Exactly the Same. Only Different

Book publishing is a crazy game. Anyone who indulges should get their head examined.

Let me tell you what’s led me down this path today: there are two books in front of me. They are equal. In fact, if they had been published in different years, I would have thought one had inspired the other. But they were published within a few months of each other. There was no time for cross-pollination.

I’m currently reading one of them. There’s been a lot of buzz about Child 44 and it’s everything it’s been cracked up to be. And it’s been cracked up to be a lot. Everyone is taking about Tom Rob Smith’s first novel and they’re right: it’s a great book. Set in Russia during the early part of the Cold War, this is a view we’ve not seen often and with a tone and attitude we’ve arguably not seen at all.

I read the other book earlier this year and commented on it briefly in this space. Pavel & I is a debut novel by a fairly young author, Dan Vyleta. It is set in Berlin during the earliest part of the Cold War and, just about anything you want to say about Child 44 can be said about Pavel & I. The book is nuanced and practiced and intelligent and brave. It’s a thriller and it thrills. If anything, Pavel & I is a little more edgy than Child 44, a little more stylish, slightly more raw, but that might just be a matter of taste. The point is, these books have more in common than not. Both authors are youngish. Both went to Cambridge -- Smith graduating in 2001, Vyleta in 2002, but with a PhD. And, most importantly, both Vyleta and Smith have created complete and beautifully rendered fictions with their debut works.

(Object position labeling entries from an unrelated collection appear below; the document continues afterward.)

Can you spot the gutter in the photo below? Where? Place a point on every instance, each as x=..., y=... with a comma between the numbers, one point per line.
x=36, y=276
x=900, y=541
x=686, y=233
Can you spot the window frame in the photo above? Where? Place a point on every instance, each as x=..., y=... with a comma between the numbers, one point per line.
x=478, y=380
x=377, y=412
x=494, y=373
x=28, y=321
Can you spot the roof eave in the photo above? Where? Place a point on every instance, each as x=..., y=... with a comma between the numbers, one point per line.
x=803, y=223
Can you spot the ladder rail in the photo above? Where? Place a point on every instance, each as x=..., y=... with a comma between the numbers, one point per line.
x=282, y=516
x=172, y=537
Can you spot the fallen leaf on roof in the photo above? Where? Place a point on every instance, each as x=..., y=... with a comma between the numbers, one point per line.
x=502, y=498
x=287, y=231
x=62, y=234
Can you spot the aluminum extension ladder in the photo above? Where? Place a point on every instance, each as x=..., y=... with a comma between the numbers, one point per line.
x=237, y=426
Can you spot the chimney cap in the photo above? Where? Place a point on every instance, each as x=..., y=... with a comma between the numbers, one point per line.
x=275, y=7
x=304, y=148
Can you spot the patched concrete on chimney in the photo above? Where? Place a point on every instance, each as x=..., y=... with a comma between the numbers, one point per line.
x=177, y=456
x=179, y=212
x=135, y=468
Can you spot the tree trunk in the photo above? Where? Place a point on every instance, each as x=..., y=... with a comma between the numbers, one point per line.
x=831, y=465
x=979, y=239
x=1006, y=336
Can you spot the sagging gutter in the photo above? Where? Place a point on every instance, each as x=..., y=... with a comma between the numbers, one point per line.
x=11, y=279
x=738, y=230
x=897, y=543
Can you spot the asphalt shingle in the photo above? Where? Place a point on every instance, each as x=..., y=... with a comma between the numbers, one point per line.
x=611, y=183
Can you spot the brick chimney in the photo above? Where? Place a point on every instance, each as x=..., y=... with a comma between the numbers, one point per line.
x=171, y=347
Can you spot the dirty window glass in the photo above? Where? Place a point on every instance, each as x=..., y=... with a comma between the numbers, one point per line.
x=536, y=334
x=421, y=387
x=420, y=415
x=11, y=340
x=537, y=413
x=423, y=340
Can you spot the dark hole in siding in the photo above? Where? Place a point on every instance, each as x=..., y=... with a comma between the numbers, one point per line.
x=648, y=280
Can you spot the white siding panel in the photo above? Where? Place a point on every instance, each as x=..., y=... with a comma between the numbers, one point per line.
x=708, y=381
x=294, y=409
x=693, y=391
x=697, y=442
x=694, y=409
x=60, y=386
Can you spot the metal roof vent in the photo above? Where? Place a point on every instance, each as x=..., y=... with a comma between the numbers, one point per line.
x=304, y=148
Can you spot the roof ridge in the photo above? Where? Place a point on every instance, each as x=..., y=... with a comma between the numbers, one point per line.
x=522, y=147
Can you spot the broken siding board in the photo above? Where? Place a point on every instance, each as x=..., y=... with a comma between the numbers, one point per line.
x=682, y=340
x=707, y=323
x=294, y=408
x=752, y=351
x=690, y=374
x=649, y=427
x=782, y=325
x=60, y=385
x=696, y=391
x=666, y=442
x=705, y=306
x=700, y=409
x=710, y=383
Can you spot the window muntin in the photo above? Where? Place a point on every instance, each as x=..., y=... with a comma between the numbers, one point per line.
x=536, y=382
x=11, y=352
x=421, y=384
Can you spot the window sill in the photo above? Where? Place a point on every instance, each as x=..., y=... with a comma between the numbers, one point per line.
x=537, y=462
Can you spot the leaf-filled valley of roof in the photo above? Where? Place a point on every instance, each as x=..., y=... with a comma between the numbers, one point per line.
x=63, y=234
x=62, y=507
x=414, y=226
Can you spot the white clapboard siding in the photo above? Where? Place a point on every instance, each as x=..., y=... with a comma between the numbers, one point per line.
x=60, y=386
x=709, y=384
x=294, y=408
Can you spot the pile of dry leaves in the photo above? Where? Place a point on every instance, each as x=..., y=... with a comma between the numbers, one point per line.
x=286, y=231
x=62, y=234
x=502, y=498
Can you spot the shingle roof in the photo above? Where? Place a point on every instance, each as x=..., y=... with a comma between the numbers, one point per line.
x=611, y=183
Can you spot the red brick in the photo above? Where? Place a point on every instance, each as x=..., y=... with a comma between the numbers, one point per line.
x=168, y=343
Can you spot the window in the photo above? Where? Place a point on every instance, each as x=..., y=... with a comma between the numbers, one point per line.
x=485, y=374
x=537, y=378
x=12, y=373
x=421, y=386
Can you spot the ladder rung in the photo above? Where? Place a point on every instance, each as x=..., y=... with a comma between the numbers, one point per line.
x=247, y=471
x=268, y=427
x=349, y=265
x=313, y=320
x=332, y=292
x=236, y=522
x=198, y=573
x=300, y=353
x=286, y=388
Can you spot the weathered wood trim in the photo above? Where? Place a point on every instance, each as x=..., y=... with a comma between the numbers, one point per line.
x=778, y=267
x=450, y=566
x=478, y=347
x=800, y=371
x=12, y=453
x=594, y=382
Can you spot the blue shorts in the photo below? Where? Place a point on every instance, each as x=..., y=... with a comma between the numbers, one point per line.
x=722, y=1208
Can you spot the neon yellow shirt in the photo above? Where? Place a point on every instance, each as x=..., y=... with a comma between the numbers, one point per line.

Why then, with all these things being equal, have you probably heard of Child 44 and have probably not heard of Pavel & I? And that’s where the nuttiness of this business comes in. See, both books are well published -- in the United States, Child 44 is published by Grand Central, Pavel & I by Bloomsbury. Both are great houses with loads of cred, respect and other top authors in their stables. Rights for both books were sold internationally right out of the gate. And yet…

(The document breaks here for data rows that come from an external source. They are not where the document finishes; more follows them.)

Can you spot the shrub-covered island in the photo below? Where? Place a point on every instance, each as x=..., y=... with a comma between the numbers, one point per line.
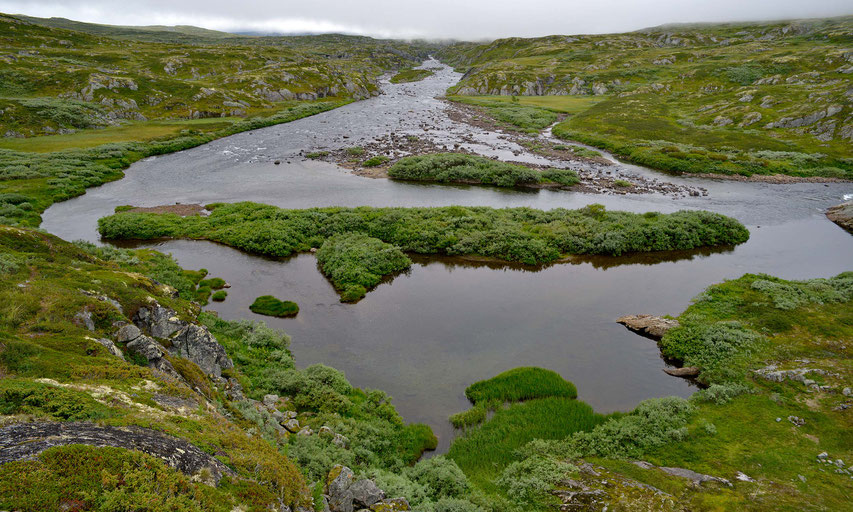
x=769, y=429
x=356, y=263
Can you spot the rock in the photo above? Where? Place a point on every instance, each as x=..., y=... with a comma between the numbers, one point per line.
x=697, y=478
x=743, y=477
x=796, y=421
x=686, y=372
x=365, y=493
x=842, y=215
x=392, y=505
x=196, y=344
x=109, y=345
x=647, y=325
x=190, y=341
x=340, y=441
x=26, y=440
x=154, y=354
x=128, y=333
x=160, y=322
x=84, y=319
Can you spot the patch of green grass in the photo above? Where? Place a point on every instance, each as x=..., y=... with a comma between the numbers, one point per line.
x=410, y=75
x=270, y=306
x=518, y=384
x=375, y=161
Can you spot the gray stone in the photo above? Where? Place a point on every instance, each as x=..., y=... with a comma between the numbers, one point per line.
x=365, y=493
x=25, y=441
x=647, y=325
x=84, y=319
x=128, y=333
x=109, y=345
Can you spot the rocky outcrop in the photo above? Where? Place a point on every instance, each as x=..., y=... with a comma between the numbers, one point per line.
x=25, y=441
x=842, y=215
x=187, y=340
x=653, y=327
x=346, y=494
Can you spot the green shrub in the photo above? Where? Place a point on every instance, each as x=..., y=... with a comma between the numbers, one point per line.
x=215, y=283
x=354, y=263
x=375, y=161
x=103, y=479
x=531, y=480
x=26, y=397
x=270, y=306
x=512, y=234
x=653, y=423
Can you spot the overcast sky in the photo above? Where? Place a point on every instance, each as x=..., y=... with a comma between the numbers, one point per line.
x=460, y=19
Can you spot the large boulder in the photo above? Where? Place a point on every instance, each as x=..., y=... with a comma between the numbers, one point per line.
x=647, y=325
x=190, y=341
x=842, y=215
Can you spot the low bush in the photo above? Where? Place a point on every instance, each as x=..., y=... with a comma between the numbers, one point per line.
x=270, y=306
x=525, y=235
x=653, y=423
x=354, y=263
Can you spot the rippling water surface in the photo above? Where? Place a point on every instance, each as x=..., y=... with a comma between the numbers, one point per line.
x=425, y=335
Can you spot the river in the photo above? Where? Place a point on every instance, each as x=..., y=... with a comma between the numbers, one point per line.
x=427, y=334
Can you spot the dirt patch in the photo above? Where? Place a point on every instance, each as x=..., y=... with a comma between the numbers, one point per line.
x=183, y=210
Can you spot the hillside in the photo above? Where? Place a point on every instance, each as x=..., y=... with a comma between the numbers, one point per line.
x=754, y=98
x=56, y=80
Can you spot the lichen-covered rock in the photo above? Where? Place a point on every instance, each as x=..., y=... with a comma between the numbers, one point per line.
x=647, y=325
x=842, y=215
x=25, y=441
x=109, y=345
x=365, y=493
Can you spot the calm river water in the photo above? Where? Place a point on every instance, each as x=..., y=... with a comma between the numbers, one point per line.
x=426, y=335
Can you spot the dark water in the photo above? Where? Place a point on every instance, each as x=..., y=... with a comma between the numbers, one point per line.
x=427, y=334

There is no moral to this story. No happy ending. Not even a solid question. I’ve chosen these two books for my example today -- Pavel & I and Child 44 -- because they’re right here and they’re what brought this to mind. However, it would not take much for me to dig back over the last five years and come up with example after example of very similar stories. Two equal books, one with a starkly different result than the other.

And both of these really are terrific books. But you don’t have to choose one over the other: read them both. If you liked Child 44, you will definitely love Pavel & I. Midway through 2008, and it’s still the best thing I’ve read all year.